The contents of this column reflect the letters we had received by the time we went to press, March 26, 2018. Letters are limited to 300 words or fewer. All submissions must include the author’s name and location. Opinions expressed are those of the authors.
Regarding ‘Diversity Enriches Our Society’
I was surprised and rather dismayed reading this article in the February E-Forum, which I thought was supposed to concern itself with blind people and their issues, rather than pushing a political agenda. I’d like to think that the vast majority of blind people judge others based on what kind of a person they are, as Martin Luther King said, on the basis of character, rather than anything else.

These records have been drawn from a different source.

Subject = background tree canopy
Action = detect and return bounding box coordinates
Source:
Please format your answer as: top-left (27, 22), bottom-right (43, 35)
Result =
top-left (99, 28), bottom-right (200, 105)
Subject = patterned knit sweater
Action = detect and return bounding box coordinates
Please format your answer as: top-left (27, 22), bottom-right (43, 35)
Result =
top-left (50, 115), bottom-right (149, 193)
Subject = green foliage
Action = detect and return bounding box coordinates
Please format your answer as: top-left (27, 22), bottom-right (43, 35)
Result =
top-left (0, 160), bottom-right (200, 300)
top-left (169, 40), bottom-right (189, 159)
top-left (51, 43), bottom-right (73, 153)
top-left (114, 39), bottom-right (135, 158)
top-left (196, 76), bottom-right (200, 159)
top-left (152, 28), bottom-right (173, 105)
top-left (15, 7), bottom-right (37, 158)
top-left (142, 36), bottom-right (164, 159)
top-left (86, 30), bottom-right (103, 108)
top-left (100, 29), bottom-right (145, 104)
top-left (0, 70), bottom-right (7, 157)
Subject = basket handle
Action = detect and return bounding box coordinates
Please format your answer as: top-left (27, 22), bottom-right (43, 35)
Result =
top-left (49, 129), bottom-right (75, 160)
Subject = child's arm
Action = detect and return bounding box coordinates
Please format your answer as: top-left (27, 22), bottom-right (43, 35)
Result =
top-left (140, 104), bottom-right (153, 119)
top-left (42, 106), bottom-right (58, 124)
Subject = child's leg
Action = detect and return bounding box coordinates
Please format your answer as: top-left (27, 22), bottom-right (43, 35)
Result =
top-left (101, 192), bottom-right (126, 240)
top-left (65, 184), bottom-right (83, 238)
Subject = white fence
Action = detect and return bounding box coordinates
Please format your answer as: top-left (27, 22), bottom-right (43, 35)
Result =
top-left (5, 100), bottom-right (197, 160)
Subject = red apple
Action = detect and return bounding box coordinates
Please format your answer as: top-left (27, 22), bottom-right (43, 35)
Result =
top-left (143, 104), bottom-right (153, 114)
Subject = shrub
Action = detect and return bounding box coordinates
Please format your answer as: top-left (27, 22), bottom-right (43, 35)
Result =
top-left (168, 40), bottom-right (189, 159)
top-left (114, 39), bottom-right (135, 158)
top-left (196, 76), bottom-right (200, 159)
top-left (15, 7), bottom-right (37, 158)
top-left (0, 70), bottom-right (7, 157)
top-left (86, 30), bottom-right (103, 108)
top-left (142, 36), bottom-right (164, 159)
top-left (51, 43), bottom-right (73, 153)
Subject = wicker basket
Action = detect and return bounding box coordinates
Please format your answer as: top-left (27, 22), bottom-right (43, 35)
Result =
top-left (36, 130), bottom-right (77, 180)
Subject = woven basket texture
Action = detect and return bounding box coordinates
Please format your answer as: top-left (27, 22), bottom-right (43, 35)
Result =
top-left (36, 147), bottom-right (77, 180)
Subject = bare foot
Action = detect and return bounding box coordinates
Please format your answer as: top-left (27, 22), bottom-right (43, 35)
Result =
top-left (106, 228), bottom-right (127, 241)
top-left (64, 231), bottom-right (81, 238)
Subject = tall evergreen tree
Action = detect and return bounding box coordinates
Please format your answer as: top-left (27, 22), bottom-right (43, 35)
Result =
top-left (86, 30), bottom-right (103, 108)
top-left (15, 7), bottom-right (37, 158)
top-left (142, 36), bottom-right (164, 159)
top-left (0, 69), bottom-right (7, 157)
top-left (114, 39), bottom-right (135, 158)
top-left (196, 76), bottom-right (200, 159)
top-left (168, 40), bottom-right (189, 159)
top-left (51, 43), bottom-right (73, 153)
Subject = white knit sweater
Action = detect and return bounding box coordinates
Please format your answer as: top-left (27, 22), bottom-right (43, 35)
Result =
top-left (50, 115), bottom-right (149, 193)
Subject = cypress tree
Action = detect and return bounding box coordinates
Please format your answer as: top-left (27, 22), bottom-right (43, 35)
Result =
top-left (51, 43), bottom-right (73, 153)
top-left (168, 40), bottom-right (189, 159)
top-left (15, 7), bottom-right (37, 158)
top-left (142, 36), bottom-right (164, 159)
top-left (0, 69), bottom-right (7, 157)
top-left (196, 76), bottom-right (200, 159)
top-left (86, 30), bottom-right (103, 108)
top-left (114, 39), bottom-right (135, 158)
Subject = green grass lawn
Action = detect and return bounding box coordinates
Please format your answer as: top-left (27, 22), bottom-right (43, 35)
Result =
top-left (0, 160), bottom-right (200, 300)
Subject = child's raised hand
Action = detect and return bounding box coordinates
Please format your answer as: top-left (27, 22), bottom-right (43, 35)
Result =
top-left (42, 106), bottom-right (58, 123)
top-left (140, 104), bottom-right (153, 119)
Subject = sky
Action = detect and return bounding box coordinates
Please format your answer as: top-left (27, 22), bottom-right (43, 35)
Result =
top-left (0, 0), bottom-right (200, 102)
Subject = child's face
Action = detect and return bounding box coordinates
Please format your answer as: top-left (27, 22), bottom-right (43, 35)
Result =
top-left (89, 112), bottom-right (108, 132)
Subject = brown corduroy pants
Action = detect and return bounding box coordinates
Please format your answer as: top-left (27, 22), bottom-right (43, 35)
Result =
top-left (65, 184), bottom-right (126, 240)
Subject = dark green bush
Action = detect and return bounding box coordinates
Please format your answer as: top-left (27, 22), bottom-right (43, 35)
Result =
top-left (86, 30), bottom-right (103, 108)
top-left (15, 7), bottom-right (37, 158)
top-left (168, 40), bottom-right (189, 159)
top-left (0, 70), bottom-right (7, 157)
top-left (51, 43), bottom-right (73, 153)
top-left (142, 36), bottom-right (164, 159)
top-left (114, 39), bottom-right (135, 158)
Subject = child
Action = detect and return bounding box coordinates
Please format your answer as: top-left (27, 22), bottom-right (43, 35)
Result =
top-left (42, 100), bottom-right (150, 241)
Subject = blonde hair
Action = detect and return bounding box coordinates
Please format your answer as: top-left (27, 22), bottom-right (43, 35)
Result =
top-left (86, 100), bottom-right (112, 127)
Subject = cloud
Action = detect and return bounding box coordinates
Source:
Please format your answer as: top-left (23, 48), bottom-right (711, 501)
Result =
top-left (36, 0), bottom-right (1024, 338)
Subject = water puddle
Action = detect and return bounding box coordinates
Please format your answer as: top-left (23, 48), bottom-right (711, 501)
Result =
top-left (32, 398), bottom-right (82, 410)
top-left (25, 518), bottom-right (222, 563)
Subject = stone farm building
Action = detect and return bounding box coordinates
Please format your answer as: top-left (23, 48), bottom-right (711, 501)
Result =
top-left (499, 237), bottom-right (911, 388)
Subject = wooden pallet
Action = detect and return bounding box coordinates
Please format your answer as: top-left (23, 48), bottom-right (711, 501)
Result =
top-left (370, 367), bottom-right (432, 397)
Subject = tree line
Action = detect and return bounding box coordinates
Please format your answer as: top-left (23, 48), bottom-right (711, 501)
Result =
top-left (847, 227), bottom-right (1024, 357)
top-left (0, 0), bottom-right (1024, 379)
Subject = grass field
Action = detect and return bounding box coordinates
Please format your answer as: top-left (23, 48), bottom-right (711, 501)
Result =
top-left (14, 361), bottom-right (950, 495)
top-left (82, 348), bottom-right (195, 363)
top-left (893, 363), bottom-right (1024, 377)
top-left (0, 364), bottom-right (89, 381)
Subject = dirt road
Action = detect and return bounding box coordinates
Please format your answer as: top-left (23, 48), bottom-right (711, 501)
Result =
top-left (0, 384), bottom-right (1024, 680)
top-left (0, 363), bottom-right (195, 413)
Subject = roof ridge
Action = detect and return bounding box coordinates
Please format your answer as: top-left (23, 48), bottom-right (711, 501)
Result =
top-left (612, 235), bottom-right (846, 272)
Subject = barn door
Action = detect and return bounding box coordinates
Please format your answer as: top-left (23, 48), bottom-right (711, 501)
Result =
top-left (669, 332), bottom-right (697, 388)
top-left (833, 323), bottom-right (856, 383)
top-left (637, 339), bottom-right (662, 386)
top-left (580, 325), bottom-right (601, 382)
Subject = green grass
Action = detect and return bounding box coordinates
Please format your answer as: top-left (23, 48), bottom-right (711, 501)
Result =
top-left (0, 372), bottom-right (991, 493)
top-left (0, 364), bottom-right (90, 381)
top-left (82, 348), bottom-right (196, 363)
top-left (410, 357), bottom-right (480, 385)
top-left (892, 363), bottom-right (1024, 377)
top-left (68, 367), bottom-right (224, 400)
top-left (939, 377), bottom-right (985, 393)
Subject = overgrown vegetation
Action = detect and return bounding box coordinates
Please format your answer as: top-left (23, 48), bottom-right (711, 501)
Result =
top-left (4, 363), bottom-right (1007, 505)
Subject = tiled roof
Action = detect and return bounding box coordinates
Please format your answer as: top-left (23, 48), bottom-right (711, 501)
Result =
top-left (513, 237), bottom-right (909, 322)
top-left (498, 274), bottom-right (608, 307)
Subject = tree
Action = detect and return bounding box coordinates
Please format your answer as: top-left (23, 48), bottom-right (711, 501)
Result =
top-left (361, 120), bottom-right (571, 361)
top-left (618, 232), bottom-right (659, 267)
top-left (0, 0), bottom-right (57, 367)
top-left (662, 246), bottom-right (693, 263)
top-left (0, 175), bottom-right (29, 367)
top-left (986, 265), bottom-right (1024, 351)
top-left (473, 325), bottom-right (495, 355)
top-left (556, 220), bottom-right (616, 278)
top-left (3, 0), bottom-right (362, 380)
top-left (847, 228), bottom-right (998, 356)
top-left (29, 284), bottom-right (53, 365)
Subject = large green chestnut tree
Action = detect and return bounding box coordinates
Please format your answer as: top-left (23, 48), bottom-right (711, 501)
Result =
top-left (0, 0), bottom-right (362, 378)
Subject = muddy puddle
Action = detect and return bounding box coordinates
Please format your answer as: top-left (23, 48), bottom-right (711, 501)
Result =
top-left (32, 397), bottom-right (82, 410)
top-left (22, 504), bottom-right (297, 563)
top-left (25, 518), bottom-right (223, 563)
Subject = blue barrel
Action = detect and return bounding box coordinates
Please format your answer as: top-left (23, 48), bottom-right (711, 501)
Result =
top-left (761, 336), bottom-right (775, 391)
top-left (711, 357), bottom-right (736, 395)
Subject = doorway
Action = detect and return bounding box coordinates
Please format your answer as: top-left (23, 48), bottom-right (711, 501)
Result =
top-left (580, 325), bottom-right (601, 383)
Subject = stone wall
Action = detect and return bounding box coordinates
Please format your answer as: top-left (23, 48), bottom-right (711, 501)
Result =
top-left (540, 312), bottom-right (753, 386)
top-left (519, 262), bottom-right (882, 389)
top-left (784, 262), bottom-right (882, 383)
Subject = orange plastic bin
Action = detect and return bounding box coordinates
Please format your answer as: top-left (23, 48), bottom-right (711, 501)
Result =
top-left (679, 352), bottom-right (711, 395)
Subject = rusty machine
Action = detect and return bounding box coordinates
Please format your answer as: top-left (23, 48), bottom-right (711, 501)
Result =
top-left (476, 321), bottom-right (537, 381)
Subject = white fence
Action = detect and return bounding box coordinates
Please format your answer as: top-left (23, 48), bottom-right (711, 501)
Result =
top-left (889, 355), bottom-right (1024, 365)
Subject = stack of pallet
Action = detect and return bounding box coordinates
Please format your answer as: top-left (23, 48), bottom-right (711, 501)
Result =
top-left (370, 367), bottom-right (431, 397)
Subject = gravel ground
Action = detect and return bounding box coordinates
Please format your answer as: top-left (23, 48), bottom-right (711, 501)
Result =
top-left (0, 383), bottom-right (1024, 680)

If anyone is angry it’s because of political correctness being shoved at us from every conceivable direction. Of course, as humans, we all want the same things. But it gets really maddening when one is at a job, and you hear how there has to be a certain amount of this or that nationality recognized for promotion purposes, rather than getting on merit; that standards have to be lowered to be inclusive, rather than people being made to care enough to bother to raise their level; to not consider that other countries have their own borders, language, and culture, which they enforce, and that to maintain our national sovereignty we have the right to enforce the same, and to insist that people entering our country do so legally. Diversity can be strength, but not if multiculturalism excludes a nation’s people having common values as one people rather than not having common ground so as to be fractured by the manipulations of identity politics, which will only cause future strife.
My opinions are more than you would typically be concerned with. The point is that this magazine is supposed to be about blind people and their issues and how we can deal with them. Political indoctrination can come from elsewhere.